Define the transformation function,preprocessForTraining。The input to the function is a batch of data,data, read from the underlying datastore. The function in this example loops through each read image and performs randomized rotation, then returns the transformed image and corresponding label as a cell array as expected bytrainNetwork。

function[dataOut,info] = preprocessForTraining(data,info) numRows = size(data,1); dataOut = cell(numRows,2);foridx = 1:numRows% Randomized 90 degree rotationimgOut = rot90(data{idx,1},randi(4)-1);% Return the label from info struct as the% second column in dataOut.dataOut(idx,:) = {imgOut,info.Label(idx)};endend

Combine Datastores

Thecombinefunction associates multiple datastores. Operating on the resultingCombinedDatastore, such as resetting the datastore, performs the same operation on all of the underlying datastores. Calling thereadfunction of a combined datastore reads one batch of data from all of theNunderlying datastores, which must return the same number of observations. Reading from a combined datastore returns the horizontally concatenated results in anN-column cell array that is suitable for training and validation. Shuffling a combined datastore results in an identical randomized ordering of files in the underlying datastores.

For example, if you are training an image-to-image regression network, then you can create the training data set by combining two image datastores. This sample code demonstrates combining two image datastores namedimdsXandimdsY。The combined datastoreimdsTrainreturns data as a two-column cell array.

imdsX = imageDatastore(___); imdsY = imageDatastore(___); imdsTrain = combine(imdsX,imdsY)

imdsTrain = CombinedDatastore with properties: UnderlyingDatastores: {1×2 cell}

如果你有图像处理工具箱,然后randomPatchExtractionDatastore(Image Processing Toolbox)provides an alternate solution to associating image-based data inImageDatastores,PixelLabelDatastores, andTransformedDatastores. ArandomPatchExtractionDatastorehas several advantages over associating data using thecombinefunction. Specifically, a random patch extraction datastore:

Provides an easy way to extract patches from both 2-D and 3-D data without requiring you to implement a custom cropping operation usingtransformandcombine
Provides an easy way to generate multiple patches per image per mini-batch without requiring you to define a custom concatenation operation usingtransform。
Supports efficient conversion between categorical and numeric data when applying image transforms to categorical data
Supports parallel training
Improves performance by caching images

使用数据存储并行训练和英航ckground Dispatching

Datastores used for parallel training or multi-GPU training must be partitionable. To determine if a datastore is partitionable, use the functionisPartitionable。Specify parallel or multi-GPU training using the'ExecutionEnvironment'name-value pair argument oftrainingOptions。或者使用单个或多个并行训练GPUs requires Parallel Computing Toolbox™.
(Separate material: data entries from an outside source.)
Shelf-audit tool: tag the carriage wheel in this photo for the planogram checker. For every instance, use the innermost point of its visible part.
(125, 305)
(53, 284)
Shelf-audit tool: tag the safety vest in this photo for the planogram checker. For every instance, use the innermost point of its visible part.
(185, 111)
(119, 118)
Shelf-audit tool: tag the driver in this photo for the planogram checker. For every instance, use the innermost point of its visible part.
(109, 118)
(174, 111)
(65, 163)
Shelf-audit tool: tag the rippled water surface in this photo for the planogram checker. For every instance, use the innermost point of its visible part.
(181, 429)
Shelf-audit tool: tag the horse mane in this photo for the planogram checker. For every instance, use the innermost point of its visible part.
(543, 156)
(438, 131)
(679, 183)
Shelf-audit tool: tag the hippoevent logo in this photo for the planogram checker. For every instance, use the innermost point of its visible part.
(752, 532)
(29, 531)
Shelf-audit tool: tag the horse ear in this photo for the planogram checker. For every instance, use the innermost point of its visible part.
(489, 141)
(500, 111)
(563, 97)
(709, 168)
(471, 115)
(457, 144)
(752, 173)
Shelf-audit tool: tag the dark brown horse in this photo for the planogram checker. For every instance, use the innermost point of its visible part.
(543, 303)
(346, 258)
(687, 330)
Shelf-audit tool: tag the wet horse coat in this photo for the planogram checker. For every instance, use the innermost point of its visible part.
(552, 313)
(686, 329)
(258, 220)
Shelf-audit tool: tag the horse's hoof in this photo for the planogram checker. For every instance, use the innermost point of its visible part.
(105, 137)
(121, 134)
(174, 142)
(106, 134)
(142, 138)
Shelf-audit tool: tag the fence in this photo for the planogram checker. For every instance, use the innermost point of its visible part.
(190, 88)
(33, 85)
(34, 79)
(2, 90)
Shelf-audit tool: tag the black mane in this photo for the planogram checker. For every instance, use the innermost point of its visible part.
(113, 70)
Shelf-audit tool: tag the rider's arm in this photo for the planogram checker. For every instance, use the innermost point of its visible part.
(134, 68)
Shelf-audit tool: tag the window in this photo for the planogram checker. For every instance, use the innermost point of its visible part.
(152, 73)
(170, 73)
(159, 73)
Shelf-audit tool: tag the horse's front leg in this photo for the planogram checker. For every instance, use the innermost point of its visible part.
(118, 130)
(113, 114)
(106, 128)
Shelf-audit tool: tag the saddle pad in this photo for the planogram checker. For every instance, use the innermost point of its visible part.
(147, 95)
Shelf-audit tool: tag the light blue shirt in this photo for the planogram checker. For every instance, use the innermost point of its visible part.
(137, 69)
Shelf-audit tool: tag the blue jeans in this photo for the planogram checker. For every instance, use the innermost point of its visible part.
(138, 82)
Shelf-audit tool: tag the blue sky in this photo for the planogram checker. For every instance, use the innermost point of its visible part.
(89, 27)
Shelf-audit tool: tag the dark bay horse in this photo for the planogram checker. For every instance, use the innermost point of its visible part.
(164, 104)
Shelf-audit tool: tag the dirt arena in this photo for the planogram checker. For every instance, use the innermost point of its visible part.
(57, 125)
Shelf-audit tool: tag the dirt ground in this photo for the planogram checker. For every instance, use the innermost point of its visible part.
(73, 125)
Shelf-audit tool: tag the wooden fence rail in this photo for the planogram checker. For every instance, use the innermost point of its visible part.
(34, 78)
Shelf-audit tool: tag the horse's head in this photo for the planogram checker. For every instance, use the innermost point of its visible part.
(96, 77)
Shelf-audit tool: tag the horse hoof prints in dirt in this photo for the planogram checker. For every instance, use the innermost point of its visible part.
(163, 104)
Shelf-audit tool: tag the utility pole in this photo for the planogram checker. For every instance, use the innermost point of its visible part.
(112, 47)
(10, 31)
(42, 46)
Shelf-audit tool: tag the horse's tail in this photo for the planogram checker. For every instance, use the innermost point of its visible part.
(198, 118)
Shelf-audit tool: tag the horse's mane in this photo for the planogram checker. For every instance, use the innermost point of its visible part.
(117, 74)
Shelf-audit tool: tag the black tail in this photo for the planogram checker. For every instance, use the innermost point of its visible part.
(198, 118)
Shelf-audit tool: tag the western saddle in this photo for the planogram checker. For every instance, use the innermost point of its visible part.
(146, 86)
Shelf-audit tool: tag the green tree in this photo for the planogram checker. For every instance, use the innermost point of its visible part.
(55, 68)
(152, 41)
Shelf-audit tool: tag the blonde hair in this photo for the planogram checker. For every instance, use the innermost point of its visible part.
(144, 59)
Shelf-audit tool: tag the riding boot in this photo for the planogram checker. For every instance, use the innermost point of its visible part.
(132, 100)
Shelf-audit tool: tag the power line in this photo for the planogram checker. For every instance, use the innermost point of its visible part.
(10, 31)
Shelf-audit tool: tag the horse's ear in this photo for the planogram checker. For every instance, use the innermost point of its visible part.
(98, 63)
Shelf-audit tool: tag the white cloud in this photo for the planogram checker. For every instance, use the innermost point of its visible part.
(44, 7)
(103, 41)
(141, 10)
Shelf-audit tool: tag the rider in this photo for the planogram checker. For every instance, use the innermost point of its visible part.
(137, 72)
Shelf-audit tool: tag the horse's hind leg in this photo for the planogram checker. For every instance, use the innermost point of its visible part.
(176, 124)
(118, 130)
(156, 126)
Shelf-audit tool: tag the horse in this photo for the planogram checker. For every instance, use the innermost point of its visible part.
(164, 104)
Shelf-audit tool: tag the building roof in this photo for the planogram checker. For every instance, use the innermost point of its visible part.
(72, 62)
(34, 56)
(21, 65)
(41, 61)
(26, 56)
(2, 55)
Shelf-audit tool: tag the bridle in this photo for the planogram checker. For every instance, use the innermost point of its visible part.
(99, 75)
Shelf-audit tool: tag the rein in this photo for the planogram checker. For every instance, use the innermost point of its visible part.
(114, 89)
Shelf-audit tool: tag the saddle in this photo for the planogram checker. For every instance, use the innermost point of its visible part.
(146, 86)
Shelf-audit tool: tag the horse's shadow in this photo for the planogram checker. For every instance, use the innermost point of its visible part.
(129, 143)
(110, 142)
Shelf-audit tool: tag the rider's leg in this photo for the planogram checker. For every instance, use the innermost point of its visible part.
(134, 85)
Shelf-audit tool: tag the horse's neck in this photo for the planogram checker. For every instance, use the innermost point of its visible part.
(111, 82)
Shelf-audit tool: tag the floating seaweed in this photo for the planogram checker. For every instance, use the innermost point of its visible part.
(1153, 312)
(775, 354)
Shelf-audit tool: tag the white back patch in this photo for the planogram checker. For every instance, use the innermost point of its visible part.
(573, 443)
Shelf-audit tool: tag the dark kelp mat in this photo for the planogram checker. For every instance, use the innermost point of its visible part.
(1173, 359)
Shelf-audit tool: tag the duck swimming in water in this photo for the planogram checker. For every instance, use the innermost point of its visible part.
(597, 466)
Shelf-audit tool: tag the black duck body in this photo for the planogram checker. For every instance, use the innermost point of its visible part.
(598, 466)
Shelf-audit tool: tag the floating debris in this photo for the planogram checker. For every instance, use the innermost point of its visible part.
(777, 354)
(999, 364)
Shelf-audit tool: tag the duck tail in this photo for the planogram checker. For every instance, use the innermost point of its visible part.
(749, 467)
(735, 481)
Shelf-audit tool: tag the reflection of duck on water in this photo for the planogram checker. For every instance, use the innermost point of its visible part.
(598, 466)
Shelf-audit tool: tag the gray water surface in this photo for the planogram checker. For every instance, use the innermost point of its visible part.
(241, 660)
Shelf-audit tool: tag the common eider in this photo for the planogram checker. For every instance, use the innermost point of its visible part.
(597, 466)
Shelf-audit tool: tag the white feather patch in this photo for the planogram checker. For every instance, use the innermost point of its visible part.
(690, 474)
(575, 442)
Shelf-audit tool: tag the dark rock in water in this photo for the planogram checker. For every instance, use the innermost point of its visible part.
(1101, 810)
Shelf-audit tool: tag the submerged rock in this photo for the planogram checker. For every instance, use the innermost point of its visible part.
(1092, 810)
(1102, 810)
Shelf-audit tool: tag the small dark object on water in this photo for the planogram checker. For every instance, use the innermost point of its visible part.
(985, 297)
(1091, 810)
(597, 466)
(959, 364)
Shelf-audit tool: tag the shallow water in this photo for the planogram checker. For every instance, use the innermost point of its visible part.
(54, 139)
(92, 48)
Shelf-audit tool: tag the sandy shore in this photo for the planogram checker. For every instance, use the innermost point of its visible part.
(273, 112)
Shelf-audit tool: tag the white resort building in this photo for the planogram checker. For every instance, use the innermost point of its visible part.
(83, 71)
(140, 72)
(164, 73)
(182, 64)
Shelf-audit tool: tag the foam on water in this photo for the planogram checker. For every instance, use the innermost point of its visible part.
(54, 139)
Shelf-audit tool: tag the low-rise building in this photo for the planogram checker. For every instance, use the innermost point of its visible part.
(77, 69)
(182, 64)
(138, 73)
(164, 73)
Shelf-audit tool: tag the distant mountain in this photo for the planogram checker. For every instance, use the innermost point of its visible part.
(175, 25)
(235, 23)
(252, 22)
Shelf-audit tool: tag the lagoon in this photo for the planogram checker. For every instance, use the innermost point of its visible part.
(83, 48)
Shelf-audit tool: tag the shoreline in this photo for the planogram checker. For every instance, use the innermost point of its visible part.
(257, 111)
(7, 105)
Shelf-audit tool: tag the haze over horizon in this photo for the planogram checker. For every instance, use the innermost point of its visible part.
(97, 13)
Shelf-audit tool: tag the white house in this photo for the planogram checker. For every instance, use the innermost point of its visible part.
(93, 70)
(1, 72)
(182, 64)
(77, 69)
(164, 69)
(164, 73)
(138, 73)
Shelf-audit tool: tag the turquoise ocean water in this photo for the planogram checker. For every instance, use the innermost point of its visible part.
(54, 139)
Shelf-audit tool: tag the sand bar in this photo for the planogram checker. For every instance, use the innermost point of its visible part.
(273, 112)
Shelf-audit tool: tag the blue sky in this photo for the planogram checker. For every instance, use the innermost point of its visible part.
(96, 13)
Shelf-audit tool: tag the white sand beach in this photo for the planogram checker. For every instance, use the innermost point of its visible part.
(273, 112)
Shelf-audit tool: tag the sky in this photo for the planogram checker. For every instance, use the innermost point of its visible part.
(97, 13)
Many built-in datastores are already partitionable because they support thepartitionfunction. Using thetransformandcombinefunctions with built-in datastores frequently maintains support for parallel and multi-GPU training.

If you need to create a custom datastore that supports parallel or multi-GPU training, then your datastore must implement thematlab.io.datastore.Partitionableclass.

Partitionable datastores support reading training data using background dispatching. Background dispatching queues data in memory while the GPU is working. Specify background dispatching using the'DispatchInBackground'name-value pair argument oftrainingOptions。Background dispatching requires Parallel Computing Toolbox.

When training in parallel, datastores do not support specifying the'Shuffle'name-value pair argument oftrainingOptionsas'none'。